Medicines that interact with Rytary may either decrease its effect, affect how long it works, increase side effects, or have less of an effect when taken with Rytary. An interaction between two medications does not always mean that you must stop taking one of the medications; however, sometimes it does. Speak to your doctor about how drug interactions should be managed.
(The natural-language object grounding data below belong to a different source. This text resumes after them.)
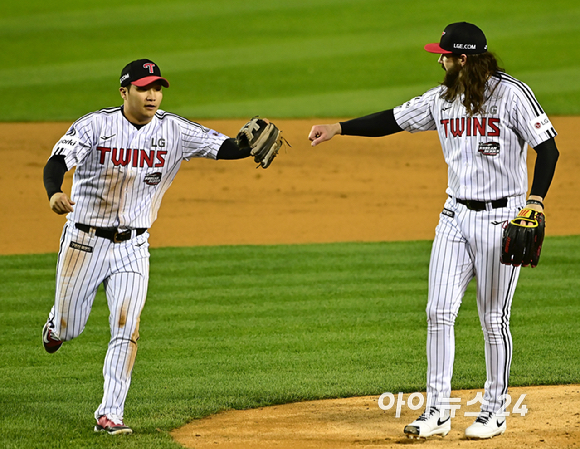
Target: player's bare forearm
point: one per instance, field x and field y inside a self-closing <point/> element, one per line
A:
<point x="532" y="203"/>
<point x="61" y="204"/>
<point x="322" y="133"/>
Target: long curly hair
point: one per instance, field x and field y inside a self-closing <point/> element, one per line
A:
<point x="470" y="80"/>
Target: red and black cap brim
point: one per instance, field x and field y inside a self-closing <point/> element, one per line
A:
<point x="142" y="82"/>
<point x="436" y="48"/>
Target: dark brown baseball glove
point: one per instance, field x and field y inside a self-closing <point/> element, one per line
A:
<point x="522" y="239"/>
<point x="263" y="138"/>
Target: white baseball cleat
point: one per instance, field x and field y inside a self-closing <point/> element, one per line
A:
<point x="486" y="425"/>
<point x="431" y="422"/>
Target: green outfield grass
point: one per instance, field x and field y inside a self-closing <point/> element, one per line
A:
<point x="247" y="326"/>
<point x="277" y="58"/>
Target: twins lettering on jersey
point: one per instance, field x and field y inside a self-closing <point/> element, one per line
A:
<point x="137" y="158"/>
<point x="471" y="126"/>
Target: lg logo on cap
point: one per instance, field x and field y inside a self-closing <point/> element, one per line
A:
<point x="149" y="66"/>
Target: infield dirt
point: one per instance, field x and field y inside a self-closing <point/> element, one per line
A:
<point x="349" y="189"/>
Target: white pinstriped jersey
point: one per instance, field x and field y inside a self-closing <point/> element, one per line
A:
<point x="486" y="153"/>
<point x="122" y="172"/>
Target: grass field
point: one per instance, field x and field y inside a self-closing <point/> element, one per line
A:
<point x="323" y="320"/>
<point x="220" y="332"/>
<point x="276" y="58"/>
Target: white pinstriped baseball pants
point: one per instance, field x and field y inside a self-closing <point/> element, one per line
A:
<point x="123" y="269"/>
<point x="468" y="244"/>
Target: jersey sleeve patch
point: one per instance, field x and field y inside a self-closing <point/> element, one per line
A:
<point x="65" y="145"/>
<point x="541" y="124"/>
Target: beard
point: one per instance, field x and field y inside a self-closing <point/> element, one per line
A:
<point x="451" y="79"/>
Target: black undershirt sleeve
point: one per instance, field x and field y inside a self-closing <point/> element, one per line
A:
<point x="545" y="166"/>
<point x="231" y="150"/>
<point x="54" y="171"/>
<point x="374" y="125"/>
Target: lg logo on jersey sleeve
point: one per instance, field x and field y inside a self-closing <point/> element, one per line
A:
<point x="488" y="148"/>
<point x="152" y="179"/>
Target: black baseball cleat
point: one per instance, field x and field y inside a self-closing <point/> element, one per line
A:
<point x="50" y="339"/>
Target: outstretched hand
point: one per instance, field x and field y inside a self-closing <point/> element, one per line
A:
<point x="61" y="204"/>
<point x="322" y="133"/>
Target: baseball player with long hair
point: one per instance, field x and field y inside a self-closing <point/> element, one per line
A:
<point x="484" y="118"/>
<point x="126" y="158"/>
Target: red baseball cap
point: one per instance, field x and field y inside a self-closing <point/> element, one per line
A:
<point x="460" y="38"/>
<point x="142" y="72"/>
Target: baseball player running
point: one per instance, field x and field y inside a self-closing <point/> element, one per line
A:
<point x="484" y="118"/>
<point x="126" y="158"/>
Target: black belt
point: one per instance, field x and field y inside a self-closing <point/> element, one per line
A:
<point x="111" y="234"/>
<point x="482" y="205"/>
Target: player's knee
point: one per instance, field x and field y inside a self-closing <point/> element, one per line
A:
<point x="440" y="316"/>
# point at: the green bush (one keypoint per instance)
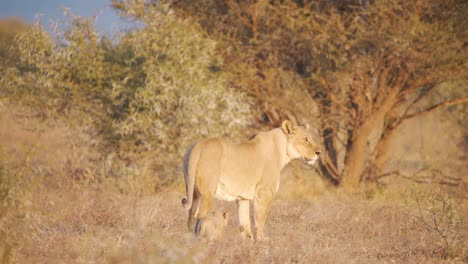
(148, 95)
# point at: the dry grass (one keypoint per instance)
(62, 219)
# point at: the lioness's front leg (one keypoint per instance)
(262, 204)
(244, 218)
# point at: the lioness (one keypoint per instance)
(213, 226)
(245, 172)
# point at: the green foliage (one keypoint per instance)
(151, 94)
(183, 97)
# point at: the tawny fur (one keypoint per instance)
(248, 172)
(213, 226)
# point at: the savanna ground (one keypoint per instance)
(59, 213)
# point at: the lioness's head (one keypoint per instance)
(300, 143)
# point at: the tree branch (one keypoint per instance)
(437, 106)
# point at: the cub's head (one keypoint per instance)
(300, 143)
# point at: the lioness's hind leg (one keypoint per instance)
(206, 203)
(262, 204)
(193, 212)
(244, 218)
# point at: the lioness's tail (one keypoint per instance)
(190, 167)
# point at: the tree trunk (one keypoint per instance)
(356, 154)
(356, 149)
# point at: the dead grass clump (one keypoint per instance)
(438, 216)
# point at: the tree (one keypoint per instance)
(367, 69)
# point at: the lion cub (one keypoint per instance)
(213, 226)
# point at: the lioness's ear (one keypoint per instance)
(288, 127)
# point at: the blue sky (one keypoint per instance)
(107, 20)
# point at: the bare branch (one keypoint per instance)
(437, 106)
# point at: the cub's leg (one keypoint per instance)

Common medications that may interact with Rytary include:

  • 5-hydroxytryptophan
  • amisulpride
  • antidepressants, such as tricyclic antidepressants (eg, amitriptyline) or monoamine oxidase inhibitors (eg, isocarboxazid, phenelzine, and tranylcypromine)
  • any medication that lowers blood pressure, such as beta-blockers (eg, atenolol or sotalol), ACE inhibitors (such as captopril or enalapril), or diuretics (such as bendrofluazide or furosemide
  • any medication that may cause drowsiness, such as benzodiazepines (eg, diazepam, lorazepam), first-generation antihistamines (such as doxylamine or promethazine), or opioids (such as codeine, morphine)
  • cholesterol-lowering agents such as atorvastatin or simvastatin
  • dopamine D2 receptor antagonists such as butyrophenones, phenothiazines, or thioxanthenes and atypical antipsychotics (eg, olanzapine, quetiapine, risperidone, ziprasidone)
  • dopamine-depleting agents, such as reserpine or tetrabenazine
  • iron salts or multivitamins that contain iron (can form chelates with Rytary and reduce its absorption)
  • metoclopramide (has dopamine antagonistic properties)
  • selegiline
  • sodium oxybate
  • vincristine.

Avoid drinking alcohol or taking illegal or recreational drugs while taking Rytary.
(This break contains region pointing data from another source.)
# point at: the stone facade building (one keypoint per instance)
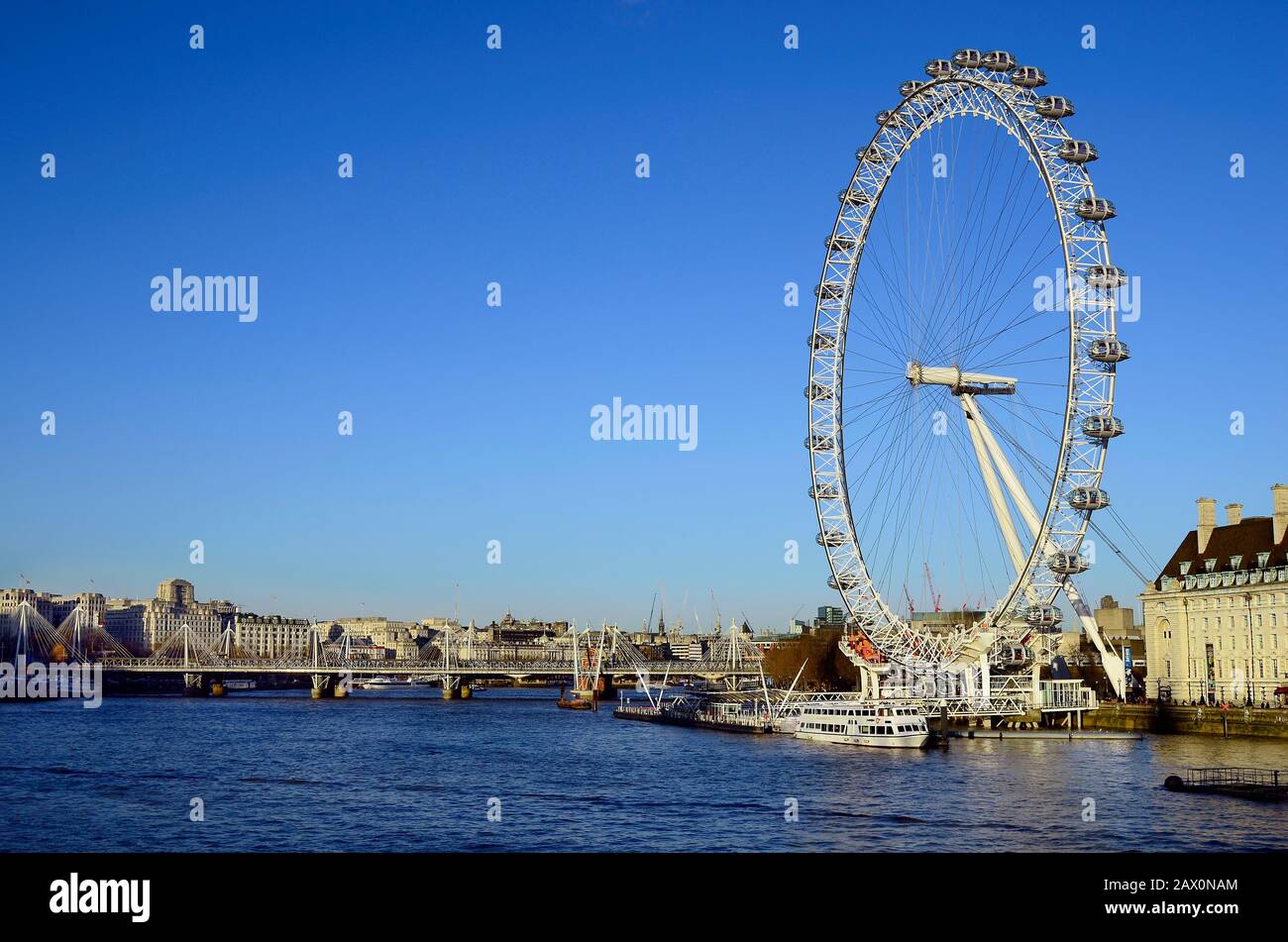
(270, 636)
(145, 624)
(1216, 619)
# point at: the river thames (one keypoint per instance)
(408, 771)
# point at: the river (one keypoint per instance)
(506, 771)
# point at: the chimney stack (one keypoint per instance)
(1207, 520)
(1280, 502)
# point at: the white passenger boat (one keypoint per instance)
(863, 722)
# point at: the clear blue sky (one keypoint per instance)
(472, 422)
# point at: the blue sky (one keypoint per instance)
(518, 166)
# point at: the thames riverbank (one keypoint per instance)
(506, 770)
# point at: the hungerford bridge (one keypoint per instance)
(595, 658)
(595, 662)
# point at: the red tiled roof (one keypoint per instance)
(1247, 538)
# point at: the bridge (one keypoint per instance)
(595, 658)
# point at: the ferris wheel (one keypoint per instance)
(962, 366)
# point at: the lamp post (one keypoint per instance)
(1247, 602)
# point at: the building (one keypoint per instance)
(829, 616)
(146, 624)
(1119, 627)
(403, 639)
(1216, 618)
(54, 607)
(270, 636)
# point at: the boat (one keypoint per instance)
(580, 700)
(702, 713)
(1258, 784)
(863, 722)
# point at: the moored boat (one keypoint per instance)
(863, 722)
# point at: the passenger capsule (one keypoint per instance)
(1054, 107)
(1042, 616)
(1103, 427)
(1096, 207)
(822, 341)
(999, 60)
(894, 119)
(1077, 152)
(1028, 77)
(1108, 351)
(1089, 498)
(1067, 564)
(1106, 276)
(854, 197)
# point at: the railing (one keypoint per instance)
(1065, 695)
(1234, 775)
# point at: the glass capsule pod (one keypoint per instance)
(1103, 427)
(999, 60)
(1067, 564)
(1096, 209)
(1077, 152)
(1028, 77)
(1042, 616)
(1054, 107)
(1108, 351)
(1106, 276)
(894, 119)
(1089, 498)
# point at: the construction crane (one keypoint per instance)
(934, 596)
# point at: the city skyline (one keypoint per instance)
(473, 424)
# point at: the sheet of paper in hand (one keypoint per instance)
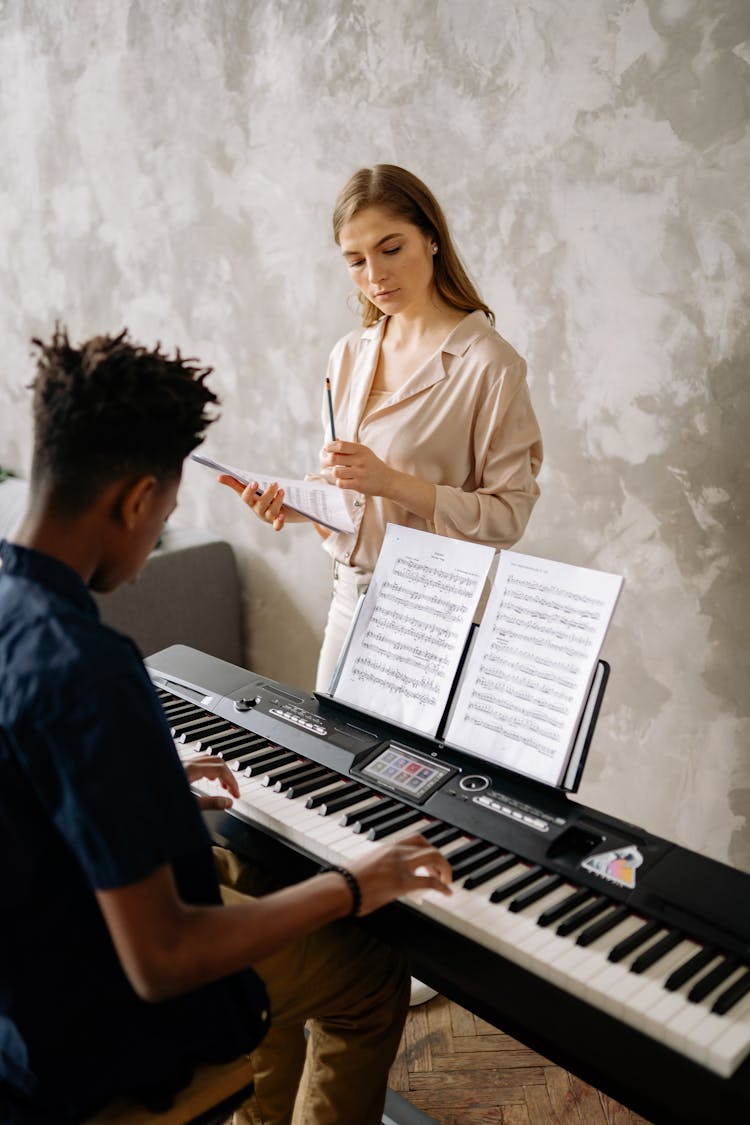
(317, 500)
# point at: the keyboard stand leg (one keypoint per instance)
(400, 1112)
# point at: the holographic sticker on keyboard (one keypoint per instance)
(617, 866)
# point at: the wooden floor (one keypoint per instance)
(462, 1071)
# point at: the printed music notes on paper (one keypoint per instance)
(316, 500)
(526, 680)
(407, 641)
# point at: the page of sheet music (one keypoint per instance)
(315, 498)
(409, 636)
(524, 685)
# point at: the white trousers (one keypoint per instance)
(349, 583)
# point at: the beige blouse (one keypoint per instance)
(463, 421)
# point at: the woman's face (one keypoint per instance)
(389, 260)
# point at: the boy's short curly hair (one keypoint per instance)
(109, 408)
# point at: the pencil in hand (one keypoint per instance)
(333, 428)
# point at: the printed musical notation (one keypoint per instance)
(407, 642)
(526, 680)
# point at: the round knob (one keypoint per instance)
(473, 783)
(246, 704)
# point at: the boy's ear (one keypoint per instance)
(135, 500)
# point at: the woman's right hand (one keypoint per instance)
(268, 505)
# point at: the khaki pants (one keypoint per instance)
(352, 993)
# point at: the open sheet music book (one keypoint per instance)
(517, 692)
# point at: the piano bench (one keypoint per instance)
(214, 1094)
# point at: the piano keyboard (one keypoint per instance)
(687, 993)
Rytary may be given to people receiving supplemental pyridoxine (vitamin B6) because carbidopa inhibits the pyridoxine-increased decarboxylation of levodopa.

Note that this list is not all-inclusive and includes only common medications that may interact with Rytary. You should refer to the prescribing information for Rytary for a complete list of interactions.


Further information

Remember, keep this and all other medicines out of the reach of children, never share your medicines with others, and use Rytary only for the indication prescribed.

Always consult your healthcare provider to ensure the information displayed on this page applies to your personal circumstances.